By Matt Kent
In 2007, author Naomi Klein coined the term “shock doctrine” to describe the process through which corporate interests use major crises to further their objectives and shore up their profits. The COVID-19 pandemic has illustrated once again how corporate-captured government authorities never fail to exploit a crisis to weaken key regulatory protections.
Examples of the coronavirus shock doctrine abound in the regulatory sphere, many are included in the Coalition for Sensible Safeguard’s Pandemic Rollbacks tracker. The deregulatory playbook so far has boiled down to two types of actions: (1) plowing forward with their existing deregulatory moves, in some cases accelerating the timeline, and (2) suspending a vast swath of protections barely related to the pandemic. In furtherance of the second play, President Donald Trump recently issued an executive order directing agencies to make rule suspensions permanent in the name of crisis response.
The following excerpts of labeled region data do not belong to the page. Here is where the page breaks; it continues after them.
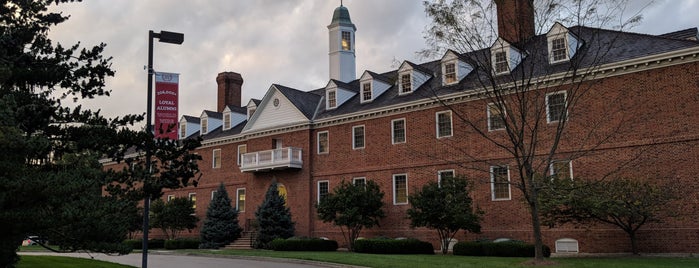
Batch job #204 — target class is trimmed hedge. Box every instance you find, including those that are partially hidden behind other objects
[270,238,337,251]
[123,239,165,249]
[354,239,434,254]
[165,238,201,249]
[454,241,551,258]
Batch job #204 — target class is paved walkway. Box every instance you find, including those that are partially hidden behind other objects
[20,251,352,268]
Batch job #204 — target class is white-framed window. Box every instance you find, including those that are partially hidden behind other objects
[189,193,197,209]
[211,149,221,168]
[352,177,366,185]
[238,144,248,166]
[443,61,458,85]
[488,103,507,131]
[352,126,365,149]
[235,188,245,212]
[317,181,330,203]
[393,174,408,205]
[362,81,372,102]
[549,36,568,63]
[201,118,209,134]
[550,160,573,180]
[435,111,452,138]
[342,31,352,51]
[391,118,405,144]
[223,113,231,130]
[328,90,337,109]
[437,169,454,186]
[546,91,567,123]
[493,51,510,74]
[318,131,330,154]
[490,166,511,200]
[400,73,413,94]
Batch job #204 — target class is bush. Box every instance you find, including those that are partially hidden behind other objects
[165,238,201,249]
[270,238,337,251]
[354,239,434,254]
[123,239,165,249]
[454,241,551,258]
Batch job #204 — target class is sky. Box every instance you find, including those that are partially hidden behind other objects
[49,0,699,121]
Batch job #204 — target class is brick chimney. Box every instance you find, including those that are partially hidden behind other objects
[495,0,535,43]
[216,72,243,113]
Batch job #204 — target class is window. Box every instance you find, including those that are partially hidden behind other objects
[437,169,454,186]
[362,82,371,102]
[551,37,568,62]
[393,174,408,205]
[488,103,506,131]
[352,126,364,149]
[238,144,248,166]
[391,119,405,144]
[223,113,231,129]
[342,31,352,51]
[352,177,366,185]
[437,111,451,138]
[189,193,197,209]
[235,188,245,212]
[490,166,510,200]
[318,131,330,154]
[211,149,221,168]
[495,51,510,74]
[328,90,337,109]
[546,91,566,123]
[400,73,413,94]
[551,160,573,180]
[318,181,330,203]
[444,62,456,84]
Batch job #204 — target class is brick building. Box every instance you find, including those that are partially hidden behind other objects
[109,0,699,253]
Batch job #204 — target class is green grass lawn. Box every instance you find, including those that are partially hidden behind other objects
[182,250,699,268]
[17,255,133,268]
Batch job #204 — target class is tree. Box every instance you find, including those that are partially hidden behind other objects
[422,0,640,261]
[316,180,386,251]
[199,183,243,249]
[407,176,483,254]
[540,178,678,254]
[151,197,199,239]
[254,182,295,249]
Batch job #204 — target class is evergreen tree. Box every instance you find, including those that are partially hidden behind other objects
[254,182,295,249]
[199,183,243,249]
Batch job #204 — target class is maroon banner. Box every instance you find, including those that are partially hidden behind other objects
[153,73,180,140]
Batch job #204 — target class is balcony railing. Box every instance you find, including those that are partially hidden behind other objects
[240,147,303,172]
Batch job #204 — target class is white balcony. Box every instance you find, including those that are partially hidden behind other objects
[240,147,303,172]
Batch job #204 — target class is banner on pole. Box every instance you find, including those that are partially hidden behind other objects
[153,72,180,140]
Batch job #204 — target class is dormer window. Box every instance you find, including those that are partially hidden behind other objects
[328,90,337,109]
[362,81,372,102]
[400,73,413,94]
[493,51,510,74]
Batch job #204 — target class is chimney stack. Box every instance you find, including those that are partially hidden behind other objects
[216,72,243,113]
[495,0,536,43]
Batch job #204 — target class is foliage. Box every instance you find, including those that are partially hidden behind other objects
[253,182,295,249]
[454,241,551,258]
[354,239,434,254]
[407,176,483,254]
[164,238,201,250]
[0,0,200,267]
[150,197,199,239]
[270,237,337,251]
[200,183,243,249]
[316,180,386,251]
[540,178,678,254]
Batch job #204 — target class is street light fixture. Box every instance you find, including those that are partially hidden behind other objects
[141,30,184,268]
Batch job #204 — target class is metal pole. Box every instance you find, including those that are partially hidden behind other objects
[141,28,155,268]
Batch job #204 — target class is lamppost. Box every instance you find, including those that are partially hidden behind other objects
[141,31,184,268]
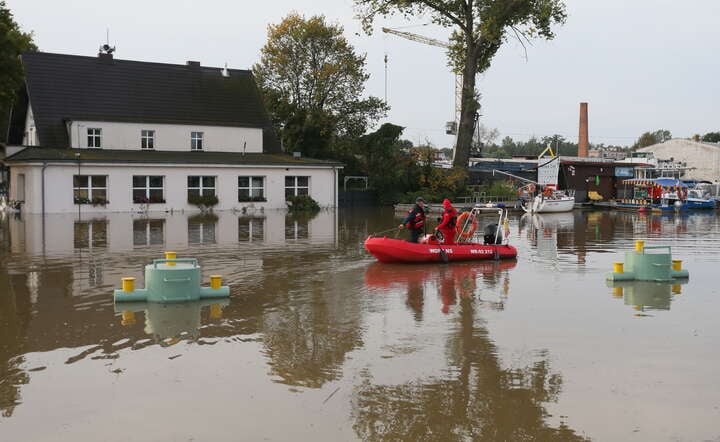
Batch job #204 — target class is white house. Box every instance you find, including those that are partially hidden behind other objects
[3,52,342,213]
[637,138,720,182]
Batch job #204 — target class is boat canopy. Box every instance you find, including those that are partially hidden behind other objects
[623,178,688,187]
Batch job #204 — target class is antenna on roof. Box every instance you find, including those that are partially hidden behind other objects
[100,28,115,55]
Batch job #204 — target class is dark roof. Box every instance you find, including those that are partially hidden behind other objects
[4,147,342,167]
[12,52,280,152]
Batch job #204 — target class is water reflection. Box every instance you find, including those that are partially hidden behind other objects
[353,298,584,441]
[606,279,688,315]
[0,209,720,440]
[5,211,337,256]
[115,299,230,344]
[365,260,517,321]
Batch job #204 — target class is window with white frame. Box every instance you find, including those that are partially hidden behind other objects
[133,175,165,204]
[238,176,266,202]
[190,132,203,150]
[73,220,108,249]
[188,215,217,244]
[238,217,265,242]
[285,176,310,198]
[73,175,108,205]
[133,219,165,247]
[188,176,215,199]
[140,129,155,149]
[88,127,102,148]
[285,216,310,241]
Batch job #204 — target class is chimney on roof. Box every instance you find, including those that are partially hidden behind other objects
[578,103,588,157]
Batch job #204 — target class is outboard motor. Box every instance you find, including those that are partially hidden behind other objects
[483,224,502,244]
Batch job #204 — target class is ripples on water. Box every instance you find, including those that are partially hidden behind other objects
[0,210,720,440]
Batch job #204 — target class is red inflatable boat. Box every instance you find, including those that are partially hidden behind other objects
[365,236,517,262]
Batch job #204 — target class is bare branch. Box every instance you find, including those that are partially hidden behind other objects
[418,0,472,33]
[510,26,530,61]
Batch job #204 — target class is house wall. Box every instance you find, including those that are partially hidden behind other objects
[638,138,720,181]
[68,121,263,153]
[559,163,615,202]
[10,163,337,213]
[23,104,40,146]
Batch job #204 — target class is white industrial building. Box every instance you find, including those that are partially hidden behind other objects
[638,138,720,182]
[3,52,342,213]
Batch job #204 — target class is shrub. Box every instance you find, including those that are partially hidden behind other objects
[238,196,267,203]
[188,195,219,212]
[286,195,320,213]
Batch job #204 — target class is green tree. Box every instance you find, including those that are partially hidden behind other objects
[358,123,417,202]
[0,1,37,140]
[701,132,720,143]
[354,0,566,169]
[253,12,387,158]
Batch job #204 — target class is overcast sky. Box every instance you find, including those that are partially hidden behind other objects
[7,0,720,147]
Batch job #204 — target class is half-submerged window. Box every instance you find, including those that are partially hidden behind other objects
[190,132,203,150]
[73,220,107,249]
[238,217,265,242]
[73,175,108,206]
[88,127,102,148]
[140,130,155,149]
[133,175,165,204]
[133,219,165,247]
[188,176,215,200]
[285,176,310,198]
[238,176,265,203]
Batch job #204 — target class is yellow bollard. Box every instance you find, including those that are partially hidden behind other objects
[122,278,135,293]
[120,310,135,325]
[210,275,222,290]
[210,304,222,319]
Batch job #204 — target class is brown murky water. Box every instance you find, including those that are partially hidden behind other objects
[0,210,720,441]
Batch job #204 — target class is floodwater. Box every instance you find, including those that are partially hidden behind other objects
[0,209,720,441]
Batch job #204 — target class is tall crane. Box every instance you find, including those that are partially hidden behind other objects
[382,28,463,135]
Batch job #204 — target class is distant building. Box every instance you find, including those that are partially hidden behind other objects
[637,138,720,182]
[3,52,342,213]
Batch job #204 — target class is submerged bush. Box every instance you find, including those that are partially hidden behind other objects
[286,195,320,213]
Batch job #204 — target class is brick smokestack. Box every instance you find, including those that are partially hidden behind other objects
[578,103,588,157]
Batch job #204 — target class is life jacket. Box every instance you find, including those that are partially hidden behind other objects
[408,206,425,230]
[445,208,457,229]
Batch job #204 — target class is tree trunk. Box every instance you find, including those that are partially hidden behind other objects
[453,45,480,170]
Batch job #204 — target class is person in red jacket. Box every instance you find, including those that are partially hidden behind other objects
[435,198,457,245]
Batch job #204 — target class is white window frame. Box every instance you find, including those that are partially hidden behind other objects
[188,175,217,198]
[140,129,155,150]
[131,175,165,204]
[73,220,110,250]
[190,131,205,151]
[73,175,109,204]
[238,175,267,203]
[87,127,102,149]
[188,220,217,245]
[285,175,310,198]
[238,217,265,243]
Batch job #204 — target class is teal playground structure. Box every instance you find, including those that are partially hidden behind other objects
[114,252,230,303]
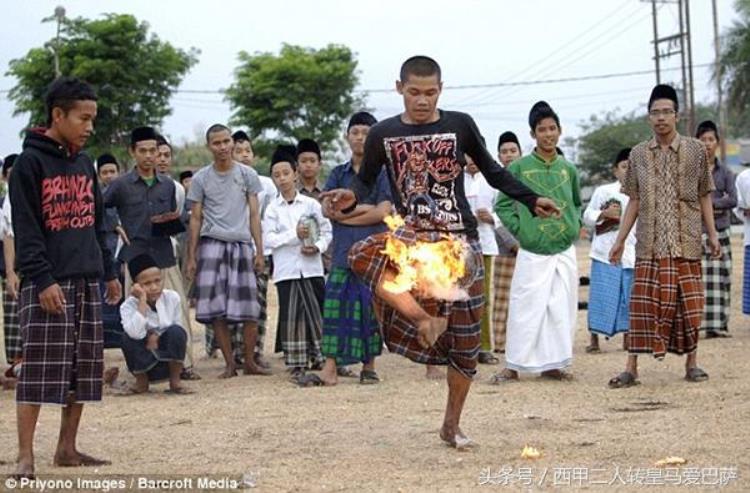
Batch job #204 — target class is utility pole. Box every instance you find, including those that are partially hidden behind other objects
[641,0,695,133]
[54,5,65,77]
[711,0,729,162]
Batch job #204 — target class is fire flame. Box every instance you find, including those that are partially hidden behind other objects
[383,215,468,301]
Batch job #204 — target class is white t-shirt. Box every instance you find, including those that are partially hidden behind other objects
[583,181,635,269]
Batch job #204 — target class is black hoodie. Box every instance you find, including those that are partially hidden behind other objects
[8,131,116,291]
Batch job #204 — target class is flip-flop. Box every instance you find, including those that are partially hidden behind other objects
[685,366,708,382]
[336,366,357,378]
[477,351,500,365]
[607,371,641,389]
[296,373,325,387]
[164,387,195,395]
[359,370,380,385]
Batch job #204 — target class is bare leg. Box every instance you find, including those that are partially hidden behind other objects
[440,366,474,450]
[242,322,271,375]
[375,271,448,348]
[213,320,235,378]
[320,358,339,385]
[16,404,41,477]
[424,365,445,380]
[54,399,111,467]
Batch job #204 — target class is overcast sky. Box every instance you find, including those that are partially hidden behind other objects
[0,0,736,155]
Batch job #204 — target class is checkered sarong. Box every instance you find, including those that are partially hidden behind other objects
[276,277,325,367]
[628,258,703,358]
[701,229,732,332]
[16,279,104,405]
[3,279,23,365]
[492,256,516,351]
[195,237,260,324]
[349,229,484,379]
[322,267,383,366]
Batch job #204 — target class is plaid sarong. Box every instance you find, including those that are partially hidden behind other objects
[588,259,633,337]
[276,277,325,367]
[16,279,104,405]
[2,279,23,365]
[492,255,516,351]
[121,325,188,382]
[349,229,484,379]
[701,229,732,332]
[195,237,260,324]
[321,267,383,366]
[628,258,703,358]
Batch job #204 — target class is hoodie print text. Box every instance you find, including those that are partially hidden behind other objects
[42,174,95,231]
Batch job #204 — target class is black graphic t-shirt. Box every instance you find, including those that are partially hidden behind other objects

The tragedy of Trump’s pandemic rollbacks is that everyday Americans’ lives are at stake. The U.S. Department of Transportation’s supposedly pandemic-related weakening of trucker fatigue rules has had fatal consequences. The trucker fatigue rule change had been long sought by industry, and a final rule to make those changes permanent went forward on June 1. The timing is not coincidental.
Trump and his corporate allies have wasted no time in using this crisis to decimate public protections.